Druga obserwacja to zwrócenie uwagi, że upiększanie zawsze miało częściowo wymiar religijny:
Let’s go back to the beginning and talk about makeup’s original purpose — for the ancient Egyptians, makeup was used as a form of worship. It was used in religious ceremonies. People wore it to reflect whatever traits they believed their gods and goddesses to have. The same idea is embedded in Christianity — you know, we’re all “made in the image of God.” Part of this urge within us, the urge to embody beauty, is still that: to reflect the image of your God.
To ciekawe pytanie, czy w tej optyce portrety Lensa AI to współczesna odsłona starożytnego dążenia do naśladowania naszych bogów, czy hołd na ołtarzu nowych bóstw - technologii, która przewyższa nas, bo nie posiada ciała?
Na marginesie zauważmy jak w technologicznym dyskursie wciąż mocno zakorzeniony jest ten chrześcijańsko-platoński i kartezjański dualizm duszy (świadomości) i ciała.
Zarówno w obszarze sprawczości umysłu względem ciała (“kontroluję w pełni moje ciało”) jak i w rozważaniach nad sztuczną inteligencją dominuje milczące założenie, że do osiągnięcia przez maszynę świadomości na miarę człowieka nie trzeba ciała i doświadczenia organów, bo takowa może istnieć w oderwaniu od fizyczności i z dala od np. unikalnie wspólnototwórczego dla gatunku ludzkiego doświadczenia nadepnięcia na klocek Lego.
🎭 5. Avatary, alienacja i twarz jako symulakrum
Pesymistycznym wnioskiem może być, że w postępującym procesie upiększania nasza twarz staje się z czasem symulakrum, czymś co zastępuje rzeczywistość i nie ma z nią łączności.
Symulakrum to pojęcie wprowadzone przez Jean'a Baudrillarda, które oznacza fałszywą, zmyśloną rzeczywistość, która staje się substytutem prawdziwej rzeczywistości.
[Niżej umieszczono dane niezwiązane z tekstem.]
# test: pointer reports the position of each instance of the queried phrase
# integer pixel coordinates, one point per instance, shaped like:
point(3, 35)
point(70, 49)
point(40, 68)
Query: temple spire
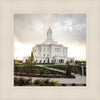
point(49, 34)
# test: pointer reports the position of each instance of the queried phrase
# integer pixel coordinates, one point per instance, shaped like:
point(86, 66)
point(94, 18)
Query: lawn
point(60, 67)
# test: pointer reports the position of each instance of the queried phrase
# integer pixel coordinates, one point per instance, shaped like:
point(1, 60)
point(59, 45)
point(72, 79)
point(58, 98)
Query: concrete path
point(78, 80)
point(44, 66)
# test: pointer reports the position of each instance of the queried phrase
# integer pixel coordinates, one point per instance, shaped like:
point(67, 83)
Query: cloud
point(68, 29)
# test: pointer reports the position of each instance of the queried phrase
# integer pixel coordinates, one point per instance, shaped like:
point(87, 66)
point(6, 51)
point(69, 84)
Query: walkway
point(78, 80)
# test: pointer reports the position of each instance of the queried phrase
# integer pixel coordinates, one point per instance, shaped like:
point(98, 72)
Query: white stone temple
point(50, 51)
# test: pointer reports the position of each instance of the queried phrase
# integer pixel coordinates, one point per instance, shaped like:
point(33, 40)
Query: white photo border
point(10, 7)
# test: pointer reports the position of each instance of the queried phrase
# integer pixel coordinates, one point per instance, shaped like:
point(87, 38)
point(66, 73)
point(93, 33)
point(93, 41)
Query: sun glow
point(21, 50)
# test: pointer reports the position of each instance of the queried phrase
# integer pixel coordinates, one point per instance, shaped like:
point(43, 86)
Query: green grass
point(56, 67)
point(38, 67)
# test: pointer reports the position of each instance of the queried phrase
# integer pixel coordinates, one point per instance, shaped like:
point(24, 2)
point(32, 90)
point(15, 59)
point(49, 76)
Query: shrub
point(63, 84)
point(73, 84)
point(21, 81)
point(46, 82)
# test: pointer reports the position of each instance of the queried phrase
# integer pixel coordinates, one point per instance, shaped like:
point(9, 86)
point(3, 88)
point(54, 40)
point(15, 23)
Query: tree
point(31, 57)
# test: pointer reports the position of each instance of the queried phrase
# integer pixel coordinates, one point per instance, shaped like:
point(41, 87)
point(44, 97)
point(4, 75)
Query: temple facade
point(50, 51)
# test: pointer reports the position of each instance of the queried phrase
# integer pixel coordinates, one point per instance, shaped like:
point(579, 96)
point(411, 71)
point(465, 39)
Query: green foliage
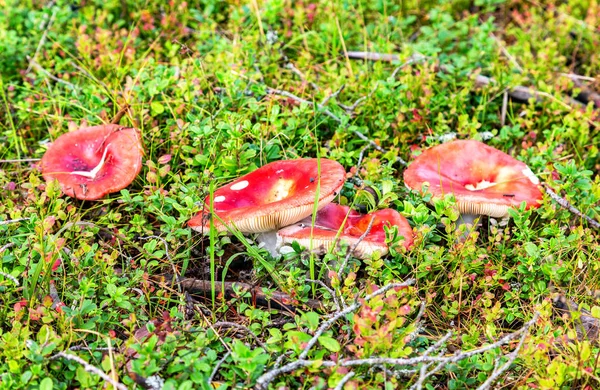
point(97, 275)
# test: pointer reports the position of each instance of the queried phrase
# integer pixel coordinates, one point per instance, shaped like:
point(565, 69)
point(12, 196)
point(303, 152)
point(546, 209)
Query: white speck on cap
point(531, 176)
point(239, 186)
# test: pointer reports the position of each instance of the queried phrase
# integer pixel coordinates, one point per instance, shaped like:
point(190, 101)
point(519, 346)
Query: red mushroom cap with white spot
point(335, 224)
point(275, 195)
point(484, 180)
point(94, 161)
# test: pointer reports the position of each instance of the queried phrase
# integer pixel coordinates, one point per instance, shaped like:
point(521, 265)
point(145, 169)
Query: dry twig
point(264, 380)
point(565, 203)
point(274, 299)
point(426, 359)
point(9, 221)
point(226, 324)
point(89, 368)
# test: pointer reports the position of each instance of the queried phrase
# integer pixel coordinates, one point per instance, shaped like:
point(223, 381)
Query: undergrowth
point(94, 279)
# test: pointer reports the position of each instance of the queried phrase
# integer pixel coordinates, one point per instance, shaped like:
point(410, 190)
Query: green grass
point(196, 76)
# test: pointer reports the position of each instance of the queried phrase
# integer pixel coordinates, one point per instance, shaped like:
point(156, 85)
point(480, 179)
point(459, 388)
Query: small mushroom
point(94, 161)
point(335, 224)
point(483, 180)
point(273, 196)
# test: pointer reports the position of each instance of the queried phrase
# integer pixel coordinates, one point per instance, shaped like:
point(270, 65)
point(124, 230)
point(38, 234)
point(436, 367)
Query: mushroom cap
point(275, 195)
point(332, 219)
point(94, 161)
point(483, 179)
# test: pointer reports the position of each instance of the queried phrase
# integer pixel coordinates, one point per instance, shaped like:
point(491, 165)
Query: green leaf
point(330, 343)
point(157, 108)
point(46, 384)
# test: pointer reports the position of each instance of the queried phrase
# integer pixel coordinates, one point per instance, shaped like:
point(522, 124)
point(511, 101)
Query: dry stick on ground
point(89, 368)
point(519, 92)
point(9, 276)
point(46, 27)
point(9, 221)
point(275, 298)
point(264, 380)
point(226, 324)
point(19, 160)
point(426, 358)
point(50, 75)
point(321, 108)
point(119, 115)
point(587, 327)
point(565, 203)
point(353, 248)
point(217, 366)
point(298, 73)
point(329, 289)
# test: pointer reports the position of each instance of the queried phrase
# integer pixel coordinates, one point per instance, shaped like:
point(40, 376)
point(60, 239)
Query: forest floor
point(121, 292)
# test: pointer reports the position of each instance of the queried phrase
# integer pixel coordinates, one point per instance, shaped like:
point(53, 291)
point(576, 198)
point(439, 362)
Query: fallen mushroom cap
point(275, 195)
point(94, 161)
point(332, 219)
point(483, 179)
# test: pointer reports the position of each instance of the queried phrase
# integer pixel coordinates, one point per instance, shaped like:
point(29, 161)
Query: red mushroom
point(335, 224)
point(94, 161)
point(276, 195)
point(483, 180)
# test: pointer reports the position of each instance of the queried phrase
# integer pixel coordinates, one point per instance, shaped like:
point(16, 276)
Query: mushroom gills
point(92, 174)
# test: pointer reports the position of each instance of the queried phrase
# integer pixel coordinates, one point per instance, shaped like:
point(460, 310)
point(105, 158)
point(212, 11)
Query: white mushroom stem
point(470, 221)
point(271, 242)
point(92, 174)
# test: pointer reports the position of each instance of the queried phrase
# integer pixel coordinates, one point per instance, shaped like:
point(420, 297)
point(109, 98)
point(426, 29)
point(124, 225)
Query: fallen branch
point(587, 326)
point(518, 92)
point(120, 114)
point(217, 366)
point(565, 204)
point(264, 380)
point(274, 299)
point(226, 324)
point(89, 368)
point(353, 248)
point(9, 221)
point(426, 359)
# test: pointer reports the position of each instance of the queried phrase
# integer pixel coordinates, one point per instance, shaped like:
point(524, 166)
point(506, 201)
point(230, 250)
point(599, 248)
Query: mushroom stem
point(470, 221)
point(92, 174)
point(270, 241)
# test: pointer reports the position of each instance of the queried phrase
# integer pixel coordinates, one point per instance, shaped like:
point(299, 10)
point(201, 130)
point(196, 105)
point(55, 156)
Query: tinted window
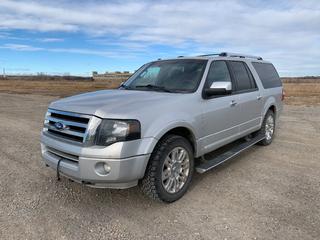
point(267, 74)
point(218, 72)
point(242, 76)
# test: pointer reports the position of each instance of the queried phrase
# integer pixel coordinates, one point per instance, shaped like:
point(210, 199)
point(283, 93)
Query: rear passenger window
point(218, 72)
point(267, 74)
point(242, 77)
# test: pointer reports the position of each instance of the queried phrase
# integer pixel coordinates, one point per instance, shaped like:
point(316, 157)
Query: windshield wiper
point(155, 87)
point(124, 86)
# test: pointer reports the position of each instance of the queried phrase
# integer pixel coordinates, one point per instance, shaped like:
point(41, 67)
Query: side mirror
point(218, 88)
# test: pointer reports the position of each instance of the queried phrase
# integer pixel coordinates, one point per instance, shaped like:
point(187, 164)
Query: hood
point(115, 103)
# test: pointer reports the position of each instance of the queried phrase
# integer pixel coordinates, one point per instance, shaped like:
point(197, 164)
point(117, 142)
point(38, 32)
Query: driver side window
point(218, 72)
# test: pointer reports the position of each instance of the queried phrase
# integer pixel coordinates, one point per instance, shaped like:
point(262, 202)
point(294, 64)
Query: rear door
point(250, 99)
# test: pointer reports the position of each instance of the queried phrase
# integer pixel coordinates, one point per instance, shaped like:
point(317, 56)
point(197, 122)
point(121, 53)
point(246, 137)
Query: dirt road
point(265, 193)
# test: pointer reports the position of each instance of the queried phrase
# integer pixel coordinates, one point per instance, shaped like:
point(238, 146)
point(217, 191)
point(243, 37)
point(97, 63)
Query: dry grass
point(54, 88)
point(302, 93)
point(296, 93)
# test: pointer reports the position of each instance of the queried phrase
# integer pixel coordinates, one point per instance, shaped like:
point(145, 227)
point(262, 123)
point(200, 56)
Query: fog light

Klasyczny przykład to Disneyland: sztuczny świat, zaprojektowany tak, aby odwzorowywał idealne miejsce, które nigdy nie istniało.
Według Baudrillarda symulakrum to kopia lub reprezentacja, która nie ma oryginalnego odniesienia lub rzeczywistości. Innymi słowy, jest to reprezentacja, która oderwała się od rzeczywistego świata i zyskała własne życie.
W kontekście twarzy stającej się symulakrum oznacza to, że twarz nie jest już tylko fizyczną cechą jednostki, ale nabiera własnego życia jako cyfrowa reprezentacja, co prowadzi do utraty autentyczności i indywidualności. Twarz staje się więc reprezentacją idealizowanego obrazu, a nie prawdziwym odzwierciedleniem tożsamości jednostki.
Ale czy na pewno?
🦒 6. Żyrafa w metaverse, czyli przeciw bulimii i opresji ciała
Skoro od zawsze upiększaliśmy się, malowaliśmy to może filtry upiększające na TikToku, Snapchacie czy Instagramie są tylko kolejną iteracją odwiecznego trendu?
W artykule o metaverse i schizofreni w zeszłym roku pisałem, że idea generowania avatarów czy nadmiernie przerysowanej stylizacji może mieć duży ładunek emancypacyjny i pozytywny wpływ na nasze ciała:
Jeśli każdy będzie mógł przybrać w metaversie dowolną postać np. 10 metrowej różowej żyrafy to może zniknie stratyfikacja i wartościowanie, a tym samym presja wyśrubowanych oczekiwań względem fizyczności, wyglądu i body shaming. Choć może porównywanie się pod względem urody zastąpi inny czynnik statusowy np. posiadane NFT czy przedmiot w postaci dodatku do postaci.
Przestrzeń szerokorozumianego metaverse’u - czy Fortnite, czy Roblox czy inny VR - i awatary mogą pozwolić ludziom na eksperymentowanie z różnymi aspektami ich tożsamości i wyglądu bez ograniczeń fizycznych lub norm społecznych np. odkrywać różne płcie, rasy, grupy wiekowe, zdolności, style lub estetyki, których wyrażanie w prawdziwym życiu może nie być dla nich wygodne lub bezpieczne. A to prowadzi do odkrycia nowych aspektów siebie i kontestacji stereotypów czy uprzedzeń.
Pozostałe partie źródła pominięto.